Una delle difficoltà più grandi è la resistenza nell’accettare e di conseguenza di affrontare la realtà degli abusi, sia quelli remoti che quelli recenti. Questa resistenza si riscontra in tutti gli ambienti e su tutti i livelli ecclesiali ma altrettanto nella società. A volte sono anche le vittime e i sopravvissuti stessi o le loro famiglie a non voler procedere a segnalare al centro di ascolto o fare una denuncia alle autorità civili. Il problema si aggrava quando ci sono superiori che negano la realtà dell’abuso assumendo atteggiamenti difensivi, e di conseguenza perdono di vista sia le persone vittime o sopravvissute, sia altre potenziali vittime, come pure le persone che abusano, permettendo loro di continuare, nonostante trasferimenti o altri incarichi. Alla base sta un latente clericalismo, non soltanto negli ambienti clericali ma anche negli istituti religiosi, nei movimenti e nelle associazioni, non di rado sostenuto anche da parte dei laici.
Si fa fatica a riconoscere tutta la gamma di forme di abuso e di violenza, fissandosi esclusivamente sulle forme più gravi dell’abuso sessuale, senza considerarlo come un crimine. Altra fatica è quella di riconoscere la dimensione strutturale e sistemica dell’abuso. Alcuni tendono tutt’ora a vedere l’abuso come qualcosa che è successo tra due persone. Della persona abusante vengono evidenziati l’aspetto psicologico e morale del suo agire. Alcuni considerano il suo agire patologico o uno scivolamento. Questa visione riduzionistica, insieme alla negazione della realtà dell’abuso, impedisce di promuovere un cambio di cultura per sradicare il male dell’abuso in tutte le sue forme e di avviare programmi per la tutela dei minori e delle persone vulnerabili e per la prevenzione di abusi e altre forme di violenza.
- Con chi fa rete nel suo lavoro?
Il lavoro in rete è cruciale ed essenziale, soprattutto con esperti ed enti indipendenti dalla Chiesa. L’abuso è un problema sociale che non riguarda soltanto la Chiesa. Di conseguenza è importante affrontarlo insieme, collaborando con altri enti sociali privati che si impegnano in questo campo. In concreto collaboriamo, oltre che con le associazioni e istituzioni ecclesiali e gli istituti religiosi, con la Garante per l’infanzia e l’adolescenza, con l’associazione Forum prevenzione (che ha attivato una rete contro la violenza dove sono presenti quaranta diverse associazioni), con il servizio di consulenza e informazione per i giovani Young+Direct, con i servizi psicologici, con i consultori familiari, con l’Università libera di Bolzano e con la Provincia che ha formato un tavolo istituzionale contro la violenza sessuale e altre realtà. Con la Procura sono stati avviati i contatti per una collaborazione. L’arricchimento del lavoro in rete è prezioso sia per il servizio diocesano, sia anche per le altre realtà, che vedono una Chiesa impegnata e pronta a lasciarsi aiutare.

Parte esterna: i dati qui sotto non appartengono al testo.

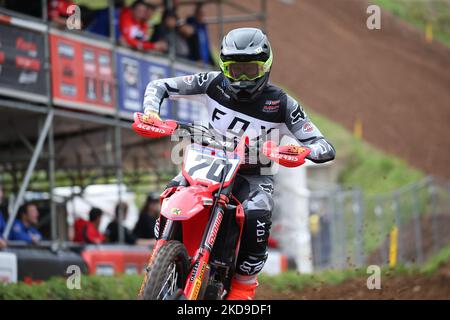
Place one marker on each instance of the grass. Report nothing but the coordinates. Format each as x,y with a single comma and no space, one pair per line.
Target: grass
125,287
419,13
365,166
295,281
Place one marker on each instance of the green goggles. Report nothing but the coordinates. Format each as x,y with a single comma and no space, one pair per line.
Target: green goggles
245,70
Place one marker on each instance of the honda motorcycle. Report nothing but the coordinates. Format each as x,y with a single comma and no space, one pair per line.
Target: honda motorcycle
201,222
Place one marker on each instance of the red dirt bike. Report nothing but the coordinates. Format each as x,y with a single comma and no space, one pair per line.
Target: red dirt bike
201,223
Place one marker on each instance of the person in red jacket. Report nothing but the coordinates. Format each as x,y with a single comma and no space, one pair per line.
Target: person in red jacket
134,29
87,231
57,11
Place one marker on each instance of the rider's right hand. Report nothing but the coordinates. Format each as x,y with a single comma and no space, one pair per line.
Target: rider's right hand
149,115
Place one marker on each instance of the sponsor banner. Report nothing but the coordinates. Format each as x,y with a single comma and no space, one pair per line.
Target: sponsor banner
134,72
22,71
82,74
188,110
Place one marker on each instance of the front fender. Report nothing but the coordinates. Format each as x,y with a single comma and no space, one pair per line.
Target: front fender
186,203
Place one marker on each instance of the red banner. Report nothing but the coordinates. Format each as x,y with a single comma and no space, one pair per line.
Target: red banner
81,74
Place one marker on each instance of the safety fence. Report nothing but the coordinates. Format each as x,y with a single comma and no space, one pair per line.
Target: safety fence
350,230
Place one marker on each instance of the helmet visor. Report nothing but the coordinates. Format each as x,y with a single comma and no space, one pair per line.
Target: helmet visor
244,70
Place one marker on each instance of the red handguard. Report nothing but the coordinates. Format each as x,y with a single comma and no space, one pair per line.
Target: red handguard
288,156
152,127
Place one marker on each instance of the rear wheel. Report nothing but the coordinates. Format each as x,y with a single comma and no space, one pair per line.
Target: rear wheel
167,273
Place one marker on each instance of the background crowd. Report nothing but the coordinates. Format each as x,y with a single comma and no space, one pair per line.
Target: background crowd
144,25
25,226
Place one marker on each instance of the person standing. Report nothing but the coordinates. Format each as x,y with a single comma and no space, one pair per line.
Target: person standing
24,228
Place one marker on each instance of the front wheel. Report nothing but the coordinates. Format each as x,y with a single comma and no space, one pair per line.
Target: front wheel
167,273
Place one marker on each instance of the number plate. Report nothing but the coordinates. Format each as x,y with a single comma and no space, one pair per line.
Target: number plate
202,163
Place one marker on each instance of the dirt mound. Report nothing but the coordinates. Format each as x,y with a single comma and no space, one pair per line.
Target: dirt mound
391,79
394,287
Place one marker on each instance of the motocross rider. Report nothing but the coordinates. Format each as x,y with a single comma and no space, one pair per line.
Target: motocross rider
241,99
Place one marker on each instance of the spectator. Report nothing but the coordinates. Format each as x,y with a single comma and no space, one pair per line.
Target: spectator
170,31
112,231
2,221
100,24
57,11
199,42
24,228
145,227
133,24
87,231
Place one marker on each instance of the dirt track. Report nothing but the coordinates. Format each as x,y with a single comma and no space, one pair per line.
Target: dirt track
404,287
391,79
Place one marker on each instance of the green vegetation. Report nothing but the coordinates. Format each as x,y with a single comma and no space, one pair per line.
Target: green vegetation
293,280
436,261
365,166
421,12
123,287
126,287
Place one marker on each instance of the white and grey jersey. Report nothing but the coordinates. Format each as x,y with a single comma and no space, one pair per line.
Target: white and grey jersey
273,112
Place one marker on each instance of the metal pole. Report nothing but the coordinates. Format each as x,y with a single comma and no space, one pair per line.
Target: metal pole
341,231
358,227
51,141
27,177
220,20
432,189
417,225
396,209
379,213
117,129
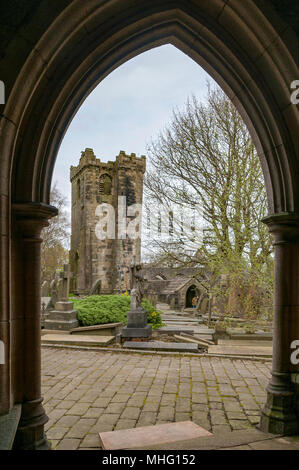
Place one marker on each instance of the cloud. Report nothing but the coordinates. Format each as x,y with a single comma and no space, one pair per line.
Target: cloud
129,107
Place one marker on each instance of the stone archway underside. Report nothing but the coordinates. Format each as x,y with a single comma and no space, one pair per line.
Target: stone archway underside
59,56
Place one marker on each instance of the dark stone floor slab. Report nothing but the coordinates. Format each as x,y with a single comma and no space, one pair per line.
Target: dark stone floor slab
141,437
219,441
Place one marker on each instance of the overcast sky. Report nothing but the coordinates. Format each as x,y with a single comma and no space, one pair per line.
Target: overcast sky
129,107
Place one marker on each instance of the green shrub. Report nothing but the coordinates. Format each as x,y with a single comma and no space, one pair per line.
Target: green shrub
100,309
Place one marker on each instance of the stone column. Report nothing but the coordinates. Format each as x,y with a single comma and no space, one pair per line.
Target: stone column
280,414
30,219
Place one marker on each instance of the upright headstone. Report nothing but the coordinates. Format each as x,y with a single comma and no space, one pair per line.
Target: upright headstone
137,326
63,317
45,289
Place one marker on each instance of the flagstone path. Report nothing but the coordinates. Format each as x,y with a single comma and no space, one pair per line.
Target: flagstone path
86,392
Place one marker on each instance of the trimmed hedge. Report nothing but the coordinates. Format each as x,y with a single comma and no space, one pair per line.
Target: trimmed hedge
100,309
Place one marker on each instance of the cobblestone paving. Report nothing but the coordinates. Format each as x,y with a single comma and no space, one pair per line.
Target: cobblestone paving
86,392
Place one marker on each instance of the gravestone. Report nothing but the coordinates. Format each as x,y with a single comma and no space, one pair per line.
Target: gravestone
45,301
45,289
137,326
53,294
63,317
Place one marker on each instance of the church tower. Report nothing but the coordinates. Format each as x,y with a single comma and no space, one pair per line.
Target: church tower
102,265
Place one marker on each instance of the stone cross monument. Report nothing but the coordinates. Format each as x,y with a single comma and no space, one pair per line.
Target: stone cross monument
137,326
63,317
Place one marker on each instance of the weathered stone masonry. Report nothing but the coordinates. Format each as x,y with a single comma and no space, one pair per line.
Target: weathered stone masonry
102,266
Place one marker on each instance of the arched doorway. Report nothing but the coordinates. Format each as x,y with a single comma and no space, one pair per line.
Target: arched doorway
190,293
69,52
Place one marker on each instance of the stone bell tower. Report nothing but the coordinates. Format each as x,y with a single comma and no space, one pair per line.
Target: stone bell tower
102,265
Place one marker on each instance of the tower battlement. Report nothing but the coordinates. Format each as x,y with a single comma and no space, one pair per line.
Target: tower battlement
103,263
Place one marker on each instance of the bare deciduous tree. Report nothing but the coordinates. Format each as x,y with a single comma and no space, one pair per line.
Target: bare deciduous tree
206,156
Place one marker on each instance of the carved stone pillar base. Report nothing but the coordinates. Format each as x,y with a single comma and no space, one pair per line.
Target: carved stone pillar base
280,414
30,434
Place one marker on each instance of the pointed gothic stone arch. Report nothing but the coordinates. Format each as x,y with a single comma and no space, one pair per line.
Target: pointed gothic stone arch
63,52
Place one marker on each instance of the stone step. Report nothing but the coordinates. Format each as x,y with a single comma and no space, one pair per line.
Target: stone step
161,346
197,337
77,340
243,342
141,437
172,330
263,351
108,329
246,336
191,340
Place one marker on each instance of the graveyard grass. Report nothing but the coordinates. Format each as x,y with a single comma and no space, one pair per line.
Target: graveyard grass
100,309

Inoltre, ci permette di avere uno sguardo esterno su ciò che facciamo, uno scambio di competenze e risorse e la possibilità di un riscontro. Il lavoro in rete ci permette anche di conoscere altre realtà che hanno già esperienze pluriennali e che hanno avviato programmi di prevenzione e di intervento in diverse aree. Lavorando in rete cresce la solidarietà e si favorisce il confronto tra teorie e prassi, sviluppando approcci e programmi più adeguati nella tutela e prevenzione come servizio prioritario della Chiesa stessa. In tutto questo siamo solo agli inizi, ma il dolore delle persone vittime e sopravvissuti di abusi e il loro coraggio di rivelare la sofferenza insieme al male ci motiva a continuare. La prospettiva è quella del buon samaritano, che si è fermato per venire in soccorso del viandante ferito coinvolgendo poi altri. Questo può portare a un cambiamento di cultura nella Chiesa e nella società: ci offre una speranza pasquale.